Pari (Hetal Gadda) likes to tell stories. She’s a ten-year-old living in a small village in Rajasthan, a world unto itself, disconnected from what lies outside. Pari doesn’t have access to TV or newspapers; she watches films, sitting on a floor with other villagers, on a canvas illuminated by a projector. Her favourite hero is Shah Rukh Khan, who, as we soon find out, figures in all her stories. In one story, he’s a mustachioed Rajput prince, protecting India from the foreign invaders; in another, he’s a film star who, despite being rich and famous, is humble. Pari has no other option but to appropriate Khan and what he symbolises (seeing him as a charismatic actor and imagining him as a good human being), for the reality she inhabits is bleak. Her younger brother, Chotu (Krrish Chhabria), is blind; her aunt, with whom they stay, doesn’t care about them; her parents are dead. And Pari is just ten. Pari doesn’t need the crushing reality of life, Nagesh Kukunoor’s Dhanak seems to suggest; she needs the liberating gift of magic.
One late night, Pari secretly leaves her village, with Chotu, for Jaisalmer, where Khan is shooting a film. A few weeks ago, Pari saw Khan on a poster of an eye donation drive, and believes he can fulfill her wish: restoring her brother’s eyesight.
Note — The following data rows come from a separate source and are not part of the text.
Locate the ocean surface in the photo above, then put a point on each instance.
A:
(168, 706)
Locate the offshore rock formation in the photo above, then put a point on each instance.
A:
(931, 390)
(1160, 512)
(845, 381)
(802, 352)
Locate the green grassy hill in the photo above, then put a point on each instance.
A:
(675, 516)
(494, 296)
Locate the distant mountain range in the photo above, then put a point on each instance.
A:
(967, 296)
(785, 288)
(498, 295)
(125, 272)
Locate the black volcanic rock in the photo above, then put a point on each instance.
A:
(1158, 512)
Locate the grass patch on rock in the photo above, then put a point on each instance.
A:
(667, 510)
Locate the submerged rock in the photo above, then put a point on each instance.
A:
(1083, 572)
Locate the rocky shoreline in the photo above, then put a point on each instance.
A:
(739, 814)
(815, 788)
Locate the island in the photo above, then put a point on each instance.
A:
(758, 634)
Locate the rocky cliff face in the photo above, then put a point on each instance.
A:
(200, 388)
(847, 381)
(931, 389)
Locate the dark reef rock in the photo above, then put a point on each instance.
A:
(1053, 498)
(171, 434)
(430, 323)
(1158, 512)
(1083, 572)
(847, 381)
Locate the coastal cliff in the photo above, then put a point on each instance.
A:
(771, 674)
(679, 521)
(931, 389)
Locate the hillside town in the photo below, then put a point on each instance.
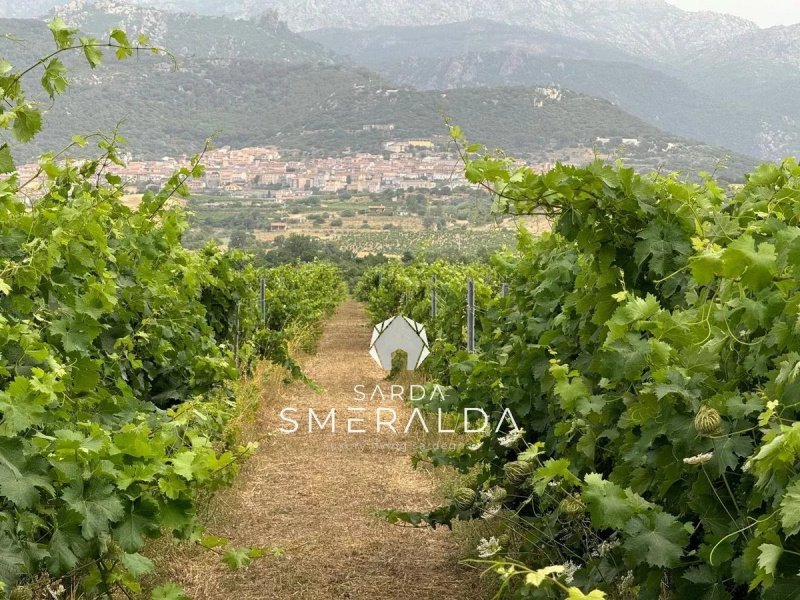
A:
(263, 172)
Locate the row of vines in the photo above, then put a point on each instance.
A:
(649, 349)
(118, 354)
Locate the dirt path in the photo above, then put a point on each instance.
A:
(313, 494)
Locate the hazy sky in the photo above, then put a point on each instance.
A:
(766, 14)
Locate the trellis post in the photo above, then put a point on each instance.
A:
(471, 315)
(433, 296)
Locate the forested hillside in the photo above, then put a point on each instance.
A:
(256, 83)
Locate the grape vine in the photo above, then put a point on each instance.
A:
(648, 350)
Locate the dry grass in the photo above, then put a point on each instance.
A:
(314, 495)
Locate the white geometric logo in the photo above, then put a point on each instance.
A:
(399, 333)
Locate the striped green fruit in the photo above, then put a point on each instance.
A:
(571, 506)
(707, 421)
(517, 472)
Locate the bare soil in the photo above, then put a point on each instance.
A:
(315, 495)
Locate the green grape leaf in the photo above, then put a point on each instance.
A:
(608, 504)
(657, 539)
(6, 166)
(790, 509)
(141, 520)
(96, 504)
(54, 78)
(27, 122)
(62, 34)
(137, 565)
Jaisalmer, however, is few hundred kilometers away and she doesn’t know the way to it. Worse, she doesn’t even have any means of transport. As Pari and Chotu – who is a fan of Salman Khan, and clever and funny beyond his age – keep walking, they bump into strangers who share two common traits with them: they’re pleasant and helpful, and they all have a Shahrukh Khan story to share. (A truck driver wants to meet Khan, but he can’t, as he’s supposed to deliver tomatoes in a few hours; a few villagers recall the time when the star ate their home-cooked food; a god-woman, who claims to have done theatre with him in Delhi, during their college days, asks Pari to say “hello” to him.)
The world of Dhanak keeps setting up curious intersections: the ordinary meeting the extraordinary. When Pari and Chotu meet a group of villagers on a tractor going in Jaisalmer’s direction, they don’t simply ask for a ride; instead, Chotu breaks into a folk song, complimenting a singing man on the tractor. In another scene, Chotu jams with “Douglas Adams”, an American walking the earth to spread the virtues of peace. Later, a madman, an erstwhile truck driver, who walks with a steering wheel held close to his chest, helps Pari and Chotu at a crucial juncture in their journey.
It is entirely possible for a certain kind of viewer – aware of world cinema, someone who values realism, cynicism, and ambiguity in films – to scoff at Dhanak. Because here, for the most part, everything is what it seems: a black-and-white world, devoid of grey. It’s quite clear that Kukunoor intentionally wants to depict a make-believe world, trying to find the larger truths in his story not through realism, but through tropes that teeter close to magic realism.
He doesn’t always succeed though. He seems to be aware of the fact that since Dhanak’s leads, Pari and Chotu, are kids, his film can’t be anything but cute, even in scenes that contradict reality. In an early scene in the film, when Chotu is stripped to his underwear by a high-school bully, he’s later seen through an old man’s avuncular gaze, which imbues the scene with a quasi-funny and cute mood, glossing over the young boy’s humiliation.
Around the same time, Pari posts a letter to Khan, with a one-line address: “Mannat, Mumbai.” For someone as young as Pari, whose only source of entertainment is through select films, it’s quite unlikely that she’d know the name of the star’s house. A board on a road undergoing construction has this: “Go. Slow Men. At Work.” These bits tell us that we’re watching a film set in a village (an ‘exotic’ setting), unfolding through Kukunoor’s – a city slicker’s – point of view. For these reasons, Dhanak, at times, finds itself stranded in no man’s land, trying to shun reality, yet being shackled by it, and, as a result, feels uneven and unfocussed.
Dhanak, however, finds its true rhythm and purpose when the film breaks free from what it should be, and settles into what it wants to be. And this is most evident in a scene in the second half, where an old soothsayer tells Pari and Chotu, “Yeh sansaar poora jaadu se bhara hai. Agar sahi mann se dekhoge toh zaroor dikhayi dega (this world is filled with magic; if you see it with the right mindset, you’ll definitely see it).” Dhanak is, overall, about believing what you want to believe in, finding your own rays of hope and clinging onto them.
At one point, when fortune smiles on Pari and Chotu, she attributes it to Shah Rukh Khan; Chotu disagrees, he says it’s because of Salman. Pari doesn’t argue or fight with him; instead, she says, “Tu apna maan. Main apna maanti hun (you hold on to your belief, I’ll hold on to mine).” It’s difficult to resist and resent a film like Dhanak, which, in these times of increasing cynicism, sincerely hopes and believes in greater good: that we won’t be denied our joys, that someday magic will touch us, too.